The kinds and the blending amount of the hardener are suitably set according to the aimed insulating composition, in which it was confirmed that the results similar to those in the insulating materials M1 to M7 could be obtained by blending polyphenol in an amount within a range of 0.5 to 2.0 times (preferably 0.8 to 1.5 times) relative to the stoichiometric quantity ratio, to 100 phr of the epoxidized vegetable oil ester. Additionally, the kinds and blending amount of the hardening accelerator is similarly suitably set, in which it was confirmed that the results similar to those in the insulating materials M1 to M7 could be obtained also in case of blending imidazole in an amount within a range of 0.1 to 30 phr (preferably 0.2 to 15 phr) to 100 phr of the epoxidized vegetable oil ester.

As discussed above, concerning the present invention, while discussion has been made in detail on specific examples, it is apparent by the skilled in the art that various changes and modifications may be made without departing from the spirit of the technical idea of the present invention. Additionally, it is a matter of course that such changes and modifications belong to the scope of the accompanying claims.

For example, the mixing conditions, hardening conditions and the like of the insulating material are suitably set according to the kinds and blending amounts of the epoxidized vegetable oil ester and a variety of components (the hardening agent, hardening accelerator, filler and the like), in which they are not limited to the contents shown in the Examples. Additionally, it is apparent that effects similar to those shown in the Examples can be obtained even in cases where a variety of additives (for example, components other than those in the Examples) are suitably blended within a range where the characteristics of the aimed insulating composition cannot be degraded, in addition to the above-mentioned epoxidized vegetable oil ester, hardening agent, hardening accelerator and filler.

Claims

1. An insulating polymer material composition which is obtained by three-dimensionally crosslinking an insulating material including at least an insulating polymer component under heating and used for an insulting constitution of a voltage equipment,

characterized in that the insulating polymer component is epoxidized vegetable oil ester.

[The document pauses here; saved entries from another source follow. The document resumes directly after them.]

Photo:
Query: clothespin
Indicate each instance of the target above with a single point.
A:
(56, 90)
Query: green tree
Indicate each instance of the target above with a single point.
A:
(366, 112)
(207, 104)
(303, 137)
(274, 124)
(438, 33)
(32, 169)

2. An insulating polymer material composition as claimed in claim 1, characterized in that the epoxidized vegetable oil ester is epoxidized linseed oil.

3. An insulating polymer material composition as claimed in claim 1, characterized in that a hardening agent including polyphenol is blended in the insulating material.

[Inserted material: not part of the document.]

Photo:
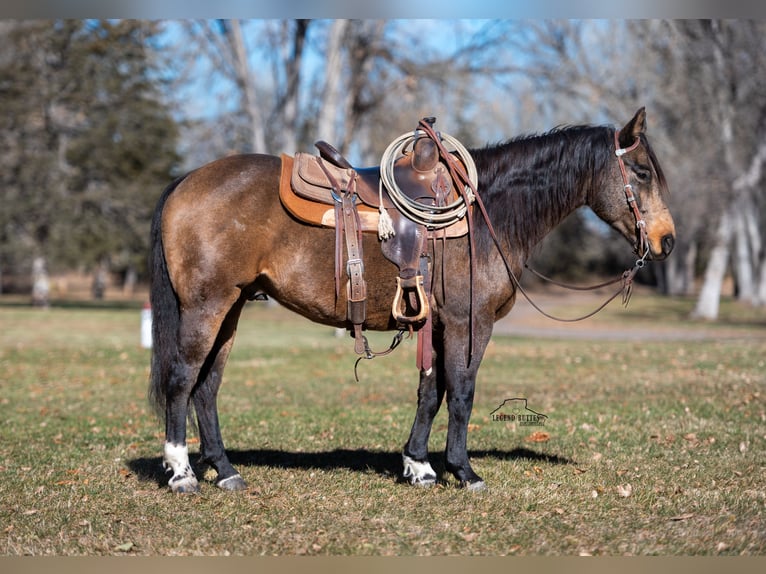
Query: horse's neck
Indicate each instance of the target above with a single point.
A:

4. An insulating polymer material composition as claimed in claim 3, characterized in that the hardening agent is phenol resin.

5. An insulating polymer material composition as claimed in claim 3, characterized in that the hardening agent is blended in an amount within a range of 0.5 to 2.0 times relative to a stoichiometric quantity ratio according to an epoxy equivalent which is calculated from an oxirane concentration of the epoxidized vegetable oil ester.

6. An insulating polymer material composition as claimed in claim 1, characterized in that imidazole is blended as a hardening accelerator in an amount within a range of 0.1 to 30 parts by weight relative to 100 parts by weight of the epoxidized vegetable oil ester, in the insulating material.